Syirkah dalam bentuk ini, menuntut ulama’ fiqih adalah dua orang atau lebih memiliki harta bersama tanpa melalui atau didahului oleh akad syirkah. Syirkah dalam kategori ini dibagi menjadi dua bentuk, yaitu :

1)        Syirkah ikhtiyar (perserikatan dilandasi pilihan orang yang berserikat), yaitu perserikatan yang muncul akibat tindakan hukum orang yang berserikat seperti dua orang yang bersepakat untuk membeli satu barang, atau mereka menerima pemberian hibah, wasiat, atau wakaf dari orang lain, lalu menjadi milik mereka secara berserikat.

2)        Syirkah jabar (perserikatan muncul secara paksa, bukan atas keinginan orang yang berserikat) yaitu sesuatu yang ditetapkan menjadi milik dua orang atau lebih, tanpa kehendak dari mereka, seperti harta warisan yang mereka terima dari seseorang yang wafat. Harta warisan itu menjadi milik bersama orang-orang yang menerima warisan itu.

b)   Syirkah al-Uqud

Syirkah dalam bentuk ini adalah akad yang disepakati dua orang atau lebih untuk mengikat dari dalam perserikatan modal dan keuntungannya. Ulama’ Hanabilah membaginya menjadi lima, yaitu :

1.      Syirkah al-‘Inan perserikatan dalam modal dalam suatu perdagangan yang dilakukan oleh dua orang atau lebih dan keuntungannya dibagi bersama. Dalam hal ini ulama’ fiqih membuat kaidah :

الرَّبْحُ عَلَى مَا شَرَطَا وَ الوَضِيْعَةُ عَلَى قَدْرِ مَالَيْنِ

Keuntungan dibagi sesuai kesepakatan dan kerugian sesuai dengan modal masing-masing pihak.
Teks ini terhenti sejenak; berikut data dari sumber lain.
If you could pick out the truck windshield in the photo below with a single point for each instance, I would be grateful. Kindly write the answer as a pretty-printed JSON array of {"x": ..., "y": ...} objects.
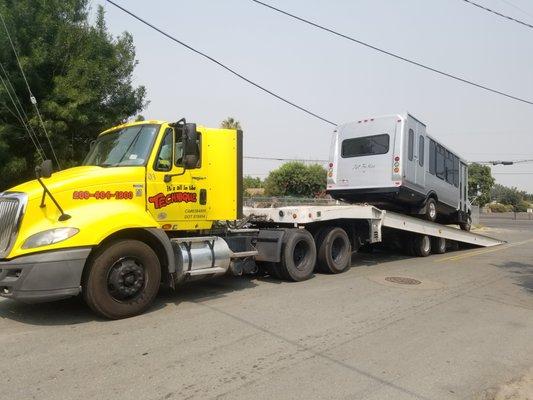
[{"x": 123, "y": 147}]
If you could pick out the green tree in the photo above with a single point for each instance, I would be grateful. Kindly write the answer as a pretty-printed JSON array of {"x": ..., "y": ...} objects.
[
  {"x": 480, "y": 183},
  {"x": 296, "y": 179},
  {"x": 231, "y": 123},
  {"x": 250, "y": 182},
  {"x": 80, "y": 75},
  {"x": 510, "y": 196}
]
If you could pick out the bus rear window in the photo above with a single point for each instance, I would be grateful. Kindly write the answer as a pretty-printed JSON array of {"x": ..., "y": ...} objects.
[{"x": 365, "y": 146}]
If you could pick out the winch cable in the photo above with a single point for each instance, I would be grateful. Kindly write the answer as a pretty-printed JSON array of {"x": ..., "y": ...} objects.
[
  {"x": 21, "y": 119},
  {"x": 33, "y": 100}
]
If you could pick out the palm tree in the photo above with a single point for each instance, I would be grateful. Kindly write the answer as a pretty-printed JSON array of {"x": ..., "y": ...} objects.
[{"x": 231, "y": 123}]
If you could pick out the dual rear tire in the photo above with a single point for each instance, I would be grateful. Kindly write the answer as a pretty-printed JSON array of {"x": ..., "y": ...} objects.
[{"x": 329, "y": 252}]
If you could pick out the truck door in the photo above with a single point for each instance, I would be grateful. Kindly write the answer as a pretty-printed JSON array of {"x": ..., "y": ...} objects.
[{"x": 175, "y": 195}]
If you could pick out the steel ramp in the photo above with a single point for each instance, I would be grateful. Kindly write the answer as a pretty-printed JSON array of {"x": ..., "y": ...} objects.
[{"x": 417, "y": 225}]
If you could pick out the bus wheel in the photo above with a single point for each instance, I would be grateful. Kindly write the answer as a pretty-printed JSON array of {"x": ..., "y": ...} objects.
[
  {"x": 438, "y": 245},
  {"x": 298, "y": 257},
  {"x": 421, "y": 245},
  {"x": 431, "y": 209},
  {"x": 467, "y": 225},
  {"x": 122, "y": 279},
  {"x": 334, "y": 250}
]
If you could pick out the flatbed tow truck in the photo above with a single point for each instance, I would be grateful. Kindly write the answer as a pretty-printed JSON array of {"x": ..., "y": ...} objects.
[{"x": 158, "y": 203}]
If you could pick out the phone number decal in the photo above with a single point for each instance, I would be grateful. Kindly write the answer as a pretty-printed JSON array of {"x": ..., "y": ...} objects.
[{"x": 102, "y": 195}]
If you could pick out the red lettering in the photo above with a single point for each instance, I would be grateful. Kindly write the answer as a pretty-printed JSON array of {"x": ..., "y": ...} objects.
[{"x": 161, "y": 200}]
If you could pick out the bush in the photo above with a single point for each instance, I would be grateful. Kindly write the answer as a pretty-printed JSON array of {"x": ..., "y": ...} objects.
[
  {"x": 522, "y": 206},
  {"x": 296, "y": 179},
  {"x": 497, "y": 207}
]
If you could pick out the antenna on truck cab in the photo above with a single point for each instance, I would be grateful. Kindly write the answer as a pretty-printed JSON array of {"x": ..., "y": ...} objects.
[{"x": 45, "y": 171}]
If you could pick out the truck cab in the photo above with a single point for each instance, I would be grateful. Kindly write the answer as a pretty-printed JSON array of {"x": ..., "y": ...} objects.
[{"x": 140, "y": 184}]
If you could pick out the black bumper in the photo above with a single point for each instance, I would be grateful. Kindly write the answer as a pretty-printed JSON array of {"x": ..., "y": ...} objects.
[
  {"x": 43, "y": 277},
  {"x": 386, "y": 195}
]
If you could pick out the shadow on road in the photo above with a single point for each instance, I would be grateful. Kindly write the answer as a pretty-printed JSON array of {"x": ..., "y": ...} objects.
[
  {"x": 523, "y": 273},
  {"x": 73, "y": 311}
]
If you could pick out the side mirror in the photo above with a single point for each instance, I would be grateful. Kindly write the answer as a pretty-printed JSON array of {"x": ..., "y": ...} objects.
[
  {"x": 191, "y": 151},
  {"x": 44, "y": 170}
]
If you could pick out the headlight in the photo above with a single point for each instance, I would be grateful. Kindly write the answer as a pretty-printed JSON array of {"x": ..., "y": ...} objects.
[{"x": 51, "y": 236}]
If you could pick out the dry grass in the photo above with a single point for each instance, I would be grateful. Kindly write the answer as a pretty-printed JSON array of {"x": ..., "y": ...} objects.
[{"x": 518, "y": 389}]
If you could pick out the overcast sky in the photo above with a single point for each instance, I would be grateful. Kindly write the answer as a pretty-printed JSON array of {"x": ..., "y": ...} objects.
[{"x": 338, "y": 79}]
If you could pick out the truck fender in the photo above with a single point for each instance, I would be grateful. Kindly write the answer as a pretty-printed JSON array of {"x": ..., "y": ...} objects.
[{"x": 161, "y": 236}]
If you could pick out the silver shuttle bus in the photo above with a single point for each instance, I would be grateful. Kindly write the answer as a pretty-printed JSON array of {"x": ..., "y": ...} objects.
[{"x": 393, "y": 163}]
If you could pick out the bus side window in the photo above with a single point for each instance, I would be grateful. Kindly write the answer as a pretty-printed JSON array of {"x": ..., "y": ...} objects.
[
  {"x": 441, "y": 163},
  {"x": 411, "y": 145},
  {"x": 421, "y": 150},
  {"x": 456, "y": 171},
  {"x": 432, "y": 156}
]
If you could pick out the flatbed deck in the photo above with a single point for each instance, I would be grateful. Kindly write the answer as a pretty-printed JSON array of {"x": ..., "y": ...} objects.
[{"x": 377, "y": 219}]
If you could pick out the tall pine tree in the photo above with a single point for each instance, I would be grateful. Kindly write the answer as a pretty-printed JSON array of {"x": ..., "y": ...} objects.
[{"x": 79, "y": 73}]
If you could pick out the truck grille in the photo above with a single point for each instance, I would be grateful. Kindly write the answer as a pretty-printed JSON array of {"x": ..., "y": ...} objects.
[{"x": 11, "y": 207}]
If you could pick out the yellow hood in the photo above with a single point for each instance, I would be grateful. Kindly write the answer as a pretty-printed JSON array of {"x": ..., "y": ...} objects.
[{"x": 80, "y": 178}]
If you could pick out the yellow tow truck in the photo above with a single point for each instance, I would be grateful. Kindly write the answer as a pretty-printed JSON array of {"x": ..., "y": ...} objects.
[{"x": 159, "y": 202}]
2.      Syirkah Mufawadhah yaitu perserikatan dua orang atau lebih pada satu objek, dengan syarat masing-masing pihak memasukkan modal-modal yang sama jumlahnya, serta melakukan tindakan hukum (kerja) yang sama, sehingga masing-masing pihak dapat bertindak hukum atas nama orang-orang yang berserikat itu. Ulama Hanafiyah dan Zaidiyah menyatakan bentuk perserikatan seperti ini dibolehkan. Alasan yang mereka kemukakan adalah sabda Rasulullah saw. Yang berbunyi :

اِذَا تَفَاوَضْتُمْ فَاَحْسِنُوْا الْمُفَاوَضَةَ...... فَاوَضُوْا فَاِنَّهُ أَعْظَمُ لِلْبَرَكَةِ

Jika kamu melaksanakan mufawaddah, maka lakukanlah dengan cara yang baik….. dan lakukanlah mufawaddah, karena akad seperti ini membawa berkah (HR. Ibnu Majah)
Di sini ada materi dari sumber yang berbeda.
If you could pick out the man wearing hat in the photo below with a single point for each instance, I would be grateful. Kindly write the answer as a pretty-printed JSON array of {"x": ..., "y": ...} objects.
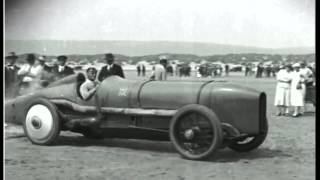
[
  {"x": 306, "y": 73},
  {"x": 29, "y": 74},
  {"x": 282, "y": 95},
  {"x": 110, "y": 69},
  {"x": 159, "y": 70},
  {"x": 42, "y": 62},
  {"x": 62, "y": 69},
  {"x": 11, "y": 74},
  {"x": 297, "y": 89}
]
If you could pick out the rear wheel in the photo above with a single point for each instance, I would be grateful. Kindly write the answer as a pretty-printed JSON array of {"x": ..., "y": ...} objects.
[
  {"x": 195, "y": 132},
  {"x": 42, "y": 123}
]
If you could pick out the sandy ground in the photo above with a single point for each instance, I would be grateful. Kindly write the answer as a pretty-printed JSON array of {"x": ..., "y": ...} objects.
[{"x": 287, "y": 153}]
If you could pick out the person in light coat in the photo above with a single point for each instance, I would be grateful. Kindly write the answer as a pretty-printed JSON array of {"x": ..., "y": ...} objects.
[
  {"x": 159, "y": 71},
  {"x": 282, "y": 96},
  {"x": 297, "y": 90}
]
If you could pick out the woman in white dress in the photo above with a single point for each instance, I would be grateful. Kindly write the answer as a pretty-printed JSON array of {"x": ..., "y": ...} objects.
[
  {"x": 297, "y": 90},
  {"x": 282, "y": 97}
]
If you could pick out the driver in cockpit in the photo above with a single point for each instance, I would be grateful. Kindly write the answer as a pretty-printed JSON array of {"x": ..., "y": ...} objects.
[{"x": 89, "y": 87}]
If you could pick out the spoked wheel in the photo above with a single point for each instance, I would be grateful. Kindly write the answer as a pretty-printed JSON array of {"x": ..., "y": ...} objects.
[
  {"x": 249, "y": 143},
  {"x": 195, "y": 132},
  {"x": 42, "y": 124}
]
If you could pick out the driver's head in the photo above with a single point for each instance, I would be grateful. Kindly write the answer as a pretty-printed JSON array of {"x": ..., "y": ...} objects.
[
  {"x": 109, "y": 58},
  {"x": 62, "y": 60},
  {"x": 91, "y": 73}
]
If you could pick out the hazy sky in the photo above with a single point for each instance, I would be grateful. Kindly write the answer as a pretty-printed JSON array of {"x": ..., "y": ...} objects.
[{"x": 262, "y": 23}]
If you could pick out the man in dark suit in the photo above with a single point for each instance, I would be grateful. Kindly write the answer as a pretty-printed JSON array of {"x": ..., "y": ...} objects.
[
  {"x": 63, "y": 70},
  {"x": 110, "y": 69},
  {"x": 11, "y": 75}
]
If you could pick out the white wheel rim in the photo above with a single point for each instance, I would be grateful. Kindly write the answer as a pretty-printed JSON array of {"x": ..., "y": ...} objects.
[{"x": 39, "y": 122}]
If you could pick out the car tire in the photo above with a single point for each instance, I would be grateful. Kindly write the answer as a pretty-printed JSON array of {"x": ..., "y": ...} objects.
[
  {"x": 253, "y": 143},
  {"x": 42, "y": 123},
  {"x": 209, "y": 122}
]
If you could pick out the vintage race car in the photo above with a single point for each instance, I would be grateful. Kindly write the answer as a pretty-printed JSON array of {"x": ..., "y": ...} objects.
[{"x": 198, "y": 117}]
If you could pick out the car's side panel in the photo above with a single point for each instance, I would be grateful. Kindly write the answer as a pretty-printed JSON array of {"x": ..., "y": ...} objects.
[
  {"x": 169, "y": 94},
  {"x": 237, "y": 106}
]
3.      Syirkah al-Wujuh, yaitu srikat yang dilakukan dua orang atau lebih yang tidak punya modal sama sekali, dan mereka melakukan suatu pembelian dengan kredit serta menjualnya dengan harga tunai, sedangkan keuntungan yang diperoleh dibagi bersama.

4.      Syirkah al-Abdan / al-‘Amal, yaitu perserikatan yang dilaksanakan oleh dua pihak untuk menerima suatu pekerjaan, seperti pandai besi, nelayan, servise alat elektronik. Hasil atau imbalan yang diterima dari pekerjaan itu dibagi bersama sesuai dengan kesepakatan mereka berdua. Ibnu Mas’ud berkata :

اِشْتَرَكْتُ أَنَا وَعُمَرُ رَسَعْدٌ يَوْمَ بَدْرٍ فَأَصَابَ سَعْدٌ أَسِيْرَيْنِ وَلَمْ أَصِبْ أَنَا وَعُمَرُ شَيْأً فَلَمْ يُنْكِرْ النَّبِيُّ ص. م. عَلَيْنَا

Artinya : “ Saya (Ibnu mas’ud) telah bersekutu dengan umar dan Sa’ad pada waktu perang badar, kemudian sa’ad mendapatkan dua tawanan perang, sedangkan aku dan umar tidak mendapatkannya. Nabi saw tidak mengingkari (perbuatan) kami. (HR. Abu Dawud, Nasa’i, Ibnu majah, dari abu ubaidah dan Abdullah

5.      Syirkah al-Mudharabah yaitu persetujuan antara pemilik modal dengan seseorang pekerja untuk mengelola uang dari pemilik modal dalam perdagangan tertentu yang keuntungannya dibagi sesuai dengan kesepakatan bersama, sedangkan kerugian yang diderita menjadi tanggung jawab pemilik modal saja.

5.    Berakhirnya syirkah

Syirkah akan berakhir apabila terjadi hal-hal berikut:

a)      Salah satu pihak membatalkannya meskipun tanpa persetujuan pihak yang lainnya sebab syirkah adalah akad yang terjadi atas dasar rela sama rela dari kedua belah pihak yang tidak ada kemestian untuk melaksanakan apabila salah satu pihak tidak menginginkannya lagi.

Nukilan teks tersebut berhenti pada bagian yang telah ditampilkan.